Turning it in. You’ll turn in your short answers in PDF form via Canvas. Your code will be ‘turned in’ by putting it in the ~/ling334/hw2/ folder, and running the command chmod -R g+r ~/ling334/hw2/ on the SSCC when you’ve finished. Remember to list all others you worked with at the top of your assignment. Also remember that you must do your own write-up and your own programming.

For this assignment, we’ll develop \(n\)-gram models using only a small part of the Brown corpus, to make it easier to find bugs and understand what’s going on. The methods that you’ve learned at this point cannot be naively applied to very large datasets, so please do not try to run any of these models on the full Brown corpus. It might crash the server for everyone.

Unigram model

  1. Creating the word_to_index dictionary [Coding only: save code as problem1.py]

    The first step in building an \(n\)-gram model is to create a dictionary that maps words to indices (which we’ll use to access the elements corresponding to that word in a vector or matrix of counts or probabilities). You’ll create this dictionary from a vocabulary file that lists each word in the corpus exactly once. This file has a path specified in python as:

    nltk.data.path[0] + '/corpora/brown/brown_vocab_100.txt'

    This file lists the 811 word types used in the first 100 sentences of the Brown corpus and the special word types <s> and </s>, for a total of 813 word types. In this version of the Brown corpus, punctuation marks are also treated as words, so they are also included in this total. In the corpus itself, punctuation words are separated from other words by a space, just like other words are, so you won’t need to treat them differently at all. The brown_vocab_100.txt file is formatted to contain one word per line. We want to create a dictionary in python that maps each word to its order of occurrence in this file, starting with 0. For example, the first word in the file is ‘all’ and this should map to 0. The last word is ‘resolution’ and this should map to 812. To create the dictionary in python, you’ll iterate over each line (which is a word plus a newline character), use rstrip() to remove the trailing newline character, and then add the word to the dictionary mapped to its appropriate index. To do this, you’ll need to keep track of which line of the file you’re currently reading using enumerate().

    After creating this dictionary, write the dictionary to a file called word_to_index_100.txt. Because wf.write() only writes strings, you will need to convert the dictionary to a string (using the str() function) before you can write it. To check that you’ve done this correctly, verify in the file output that ‘all’ is mapped to 0 and ‘resolution’ to 812.

  2. Building an MLE unigram model [Coding and written answer: save code as problem2.py]

    Now you’ll build a simple MLE unigram model from the first 100 sentences in the Brown corpus, found here:


    This corpus is formatted as one sentence per line, with a space separating all words in the sentence.

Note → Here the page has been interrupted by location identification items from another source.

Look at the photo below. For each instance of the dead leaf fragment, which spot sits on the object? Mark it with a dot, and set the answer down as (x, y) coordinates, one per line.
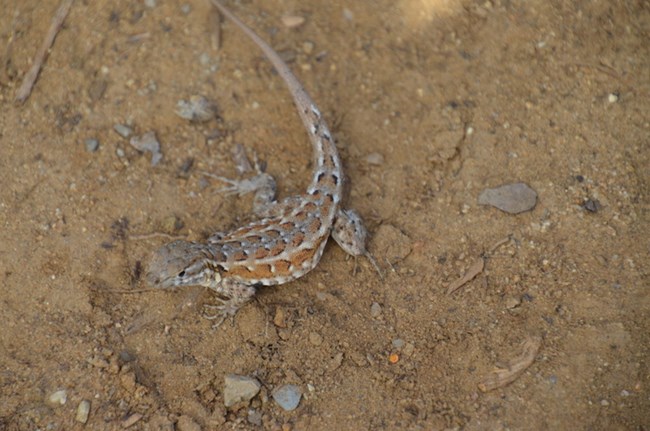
(292, 21)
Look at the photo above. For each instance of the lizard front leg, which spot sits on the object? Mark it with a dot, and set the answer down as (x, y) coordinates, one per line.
(233, 295)
(351, 235)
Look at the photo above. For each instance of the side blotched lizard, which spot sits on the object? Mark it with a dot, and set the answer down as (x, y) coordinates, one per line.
(288, 240)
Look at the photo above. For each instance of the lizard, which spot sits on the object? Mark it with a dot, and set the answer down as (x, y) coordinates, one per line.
(289, 236)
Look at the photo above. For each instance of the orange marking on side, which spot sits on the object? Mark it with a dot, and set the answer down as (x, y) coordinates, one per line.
(282, 268)
(297, 239)
(261, 253)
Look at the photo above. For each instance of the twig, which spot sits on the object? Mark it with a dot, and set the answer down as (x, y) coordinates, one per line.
(500, 377)
(30, 77)
(475, 269)
(156, 235)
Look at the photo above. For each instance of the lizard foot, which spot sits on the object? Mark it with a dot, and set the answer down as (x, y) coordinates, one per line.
(219, 313)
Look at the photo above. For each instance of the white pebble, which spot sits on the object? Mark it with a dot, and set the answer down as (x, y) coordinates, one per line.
(58, 398)
(287, 397)
(83, 411)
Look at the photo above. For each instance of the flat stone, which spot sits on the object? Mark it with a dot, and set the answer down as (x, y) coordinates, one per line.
(239, 389)
(287, 397)
(511, 198)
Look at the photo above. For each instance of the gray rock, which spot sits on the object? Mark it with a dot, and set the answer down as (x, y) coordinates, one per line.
(287, 397)
(239, 389)
(91, 144)
(122, 130)
(511, 198)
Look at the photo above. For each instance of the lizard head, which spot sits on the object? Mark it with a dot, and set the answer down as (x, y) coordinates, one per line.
(183, 263)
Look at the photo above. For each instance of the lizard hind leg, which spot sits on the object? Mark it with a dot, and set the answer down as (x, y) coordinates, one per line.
(262, 184)
(351, 235)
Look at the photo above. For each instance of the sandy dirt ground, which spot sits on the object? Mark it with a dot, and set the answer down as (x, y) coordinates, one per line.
(430, 101)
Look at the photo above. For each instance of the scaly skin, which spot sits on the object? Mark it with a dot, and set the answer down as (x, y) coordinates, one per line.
(288, 240)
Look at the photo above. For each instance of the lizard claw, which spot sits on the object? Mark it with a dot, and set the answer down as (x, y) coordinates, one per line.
(228, 308)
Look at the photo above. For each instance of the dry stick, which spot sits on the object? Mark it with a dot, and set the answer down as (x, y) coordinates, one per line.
(30, 77)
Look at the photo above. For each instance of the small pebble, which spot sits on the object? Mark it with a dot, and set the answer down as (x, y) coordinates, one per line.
(254, 417)
(131, 420)
(308, 47)
(375, 159)
(591, 205)
(122, 130)
(239, 389)
(291, 21)
(58, 398)
(198, 109)
(375, 310)
(148, 142)
(91, 145)
(315, 339)
(83, 411)
(287, 397)
(512, 302)
(511, 198)
(186, 423)
(279, 319)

You’ll need to split the sentences into a list of words (e.g., using the string’s .split() member function), convert each word to lowercase (e.g., using the string’s .lower() member function) and add the end-of-sentence word </s>.

    First, copy your code from problem 1 to load the dictionary mapping words to indices. Then import numpy as np and initialize a numpy vector of counts with zeros. Finally, iterate through the sentences, and the words in each sentence, incrementing the count for each word as you go.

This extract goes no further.